Menurutnya, manjaga harmonisasi kepala dan wakil kepala daerah penting. Sebab jika tidak, dapat mengancam pembangunan. Padahal sebelumnya wakil kepala daerah juga tidak ada, dan jika kepala daerah berhalangan maka tugas-tugas bisa dijalankan Sekretaris Daerah (Sekda).
“Dulu wakil juga tidak ada, tapi kerja tetap jalan terus. Pembangunan terlaksana dengan dengan baik,” ungkap Alirman saat Sosialisasi Empat Pilar Kebangsaan.
Sosialisasi tetap menerapkan protokol kesehatan Covid-19. Acara yang dimoderatori Dodi Rahmatul Akbar itu dihadiri para pimpinan dan perwakilan partai politik di Pesisir Selatan dan tokoh masyarakat.
Sejauh ini, lanjut pria yang juga mantan Ketua DPD II Partai Golkar Pesisir Selatan itu, harmonisasi kepala dan wakil kepala daerah itu paling lama hanya enam bulan. Kondisi itu bisa mengancam agenda pembangunan daerah.
Padahal, kepala daerah dan wakil kepala daerah yang mendapat amanah rakyat selama periode kepemimpinannya. Akan tetapi, saat ini banyak wakil bupati ingin jadi bupati, sebelum periode mereka habis.

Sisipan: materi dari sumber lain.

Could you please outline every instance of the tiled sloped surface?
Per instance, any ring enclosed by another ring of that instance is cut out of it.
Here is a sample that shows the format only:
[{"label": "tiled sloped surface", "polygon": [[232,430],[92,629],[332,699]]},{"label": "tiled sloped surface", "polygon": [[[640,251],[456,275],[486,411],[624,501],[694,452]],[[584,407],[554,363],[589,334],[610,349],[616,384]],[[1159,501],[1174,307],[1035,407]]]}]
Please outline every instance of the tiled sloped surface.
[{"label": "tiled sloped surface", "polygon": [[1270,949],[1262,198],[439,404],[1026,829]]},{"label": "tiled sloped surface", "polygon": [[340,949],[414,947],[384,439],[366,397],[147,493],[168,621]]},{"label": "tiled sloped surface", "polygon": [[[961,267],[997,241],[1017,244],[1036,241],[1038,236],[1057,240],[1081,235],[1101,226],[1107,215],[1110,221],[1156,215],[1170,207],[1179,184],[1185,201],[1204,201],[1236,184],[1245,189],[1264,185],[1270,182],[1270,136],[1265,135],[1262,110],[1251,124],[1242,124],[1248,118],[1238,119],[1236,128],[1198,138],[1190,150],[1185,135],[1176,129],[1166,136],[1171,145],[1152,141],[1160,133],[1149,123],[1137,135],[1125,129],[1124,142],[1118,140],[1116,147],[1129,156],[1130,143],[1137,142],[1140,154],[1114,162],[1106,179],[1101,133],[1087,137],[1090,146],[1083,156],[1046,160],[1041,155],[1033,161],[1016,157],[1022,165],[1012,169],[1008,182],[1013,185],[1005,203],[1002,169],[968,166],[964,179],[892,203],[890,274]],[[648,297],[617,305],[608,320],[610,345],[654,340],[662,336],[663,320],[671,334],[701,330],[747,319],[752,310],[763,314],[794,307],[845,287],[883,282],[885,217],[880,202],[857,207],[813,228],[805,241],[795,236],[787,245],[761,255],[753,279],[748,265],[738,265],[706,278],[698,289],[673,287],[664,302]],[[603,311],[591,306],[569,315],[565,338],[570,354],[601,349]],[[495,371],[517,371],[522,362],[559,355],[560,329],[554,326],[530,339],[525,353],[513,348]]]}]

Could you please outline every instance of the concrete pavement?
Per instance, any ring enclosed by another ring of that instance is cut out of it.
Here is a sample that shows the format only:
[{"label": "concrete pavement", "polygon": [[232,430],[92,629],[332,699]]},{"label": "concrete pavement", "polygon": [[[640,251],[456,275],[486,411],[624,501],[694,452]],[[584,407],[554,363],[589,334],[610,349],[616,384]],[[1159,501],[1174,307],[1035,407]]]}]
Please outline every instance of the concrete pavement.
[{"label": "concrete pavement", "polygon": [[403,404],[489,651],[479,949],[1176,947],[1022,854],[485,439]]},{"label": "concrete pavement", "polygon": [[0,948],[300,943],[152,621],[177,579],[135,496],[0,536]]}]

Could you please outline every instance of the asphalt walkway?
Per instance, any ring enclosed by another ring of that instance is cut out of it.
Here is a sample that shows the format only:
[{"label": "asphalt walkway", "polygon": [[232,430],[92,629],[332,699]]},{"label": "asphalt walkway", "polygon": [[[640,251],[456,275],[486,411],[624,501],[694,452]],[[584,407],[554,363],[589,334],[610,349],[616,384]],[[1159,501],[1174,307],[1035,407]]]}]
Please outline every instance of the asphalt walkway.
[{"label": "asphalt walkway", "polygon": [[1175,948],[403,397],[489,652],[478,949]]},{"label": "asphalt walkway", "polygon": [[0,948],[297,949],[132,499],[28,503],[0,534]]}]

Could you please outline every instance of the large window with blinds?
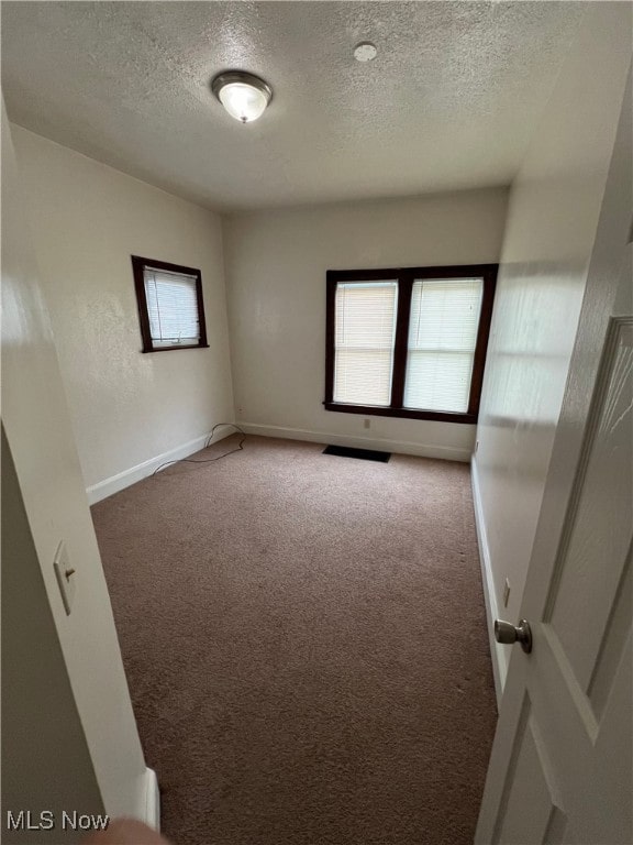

“Nah, ini yang parah. Belum apa-apa wakil kepala daerah sudah pingin jadi bupati,” terangnya.
Menurutnya, wakil kepala daerah jangan melawan takdir. Kalau saat ini ditakdirkan jadi wakil bupati, jalankan saja. Jangan dibolak-balik, wakil bupati, misalnya, tiba-tiba ingin jadi bupati.
Kondisi itu, terang alir bisa disebabkan beberapa faktor faktor. Pertama, hasrat pribadi untuk periode berikutnya. Kedua, desakkan dari kelompok-kelompok kepentingan yang bernaung di balik kekuasaan.
“Sehebat apa pun kita, takdir jangan dilawan. Itu sudah ketetapan. Ini sangat dilematis bagi kelangsungan kemajuan daerah ke depannya,” terang Alirman.
Karena itu, ia mengakui dirinya sepakat dengan pemilihan kepala daerah harus dikembalikan pada wakil rakyat. Ekses politik kepala daerah yang dipilih juga relatif kecil. Terciptanya kelompok kepentingan pun lebih kecil.
Pengawasan kepala daerah menjadi sangat mudah. Hanya melalui partai politik pengusung. “Ini kami mencoba memperjuangkannya di parlemen. Nanti kami akan usulkan ke DPR-RI,” tutupnya.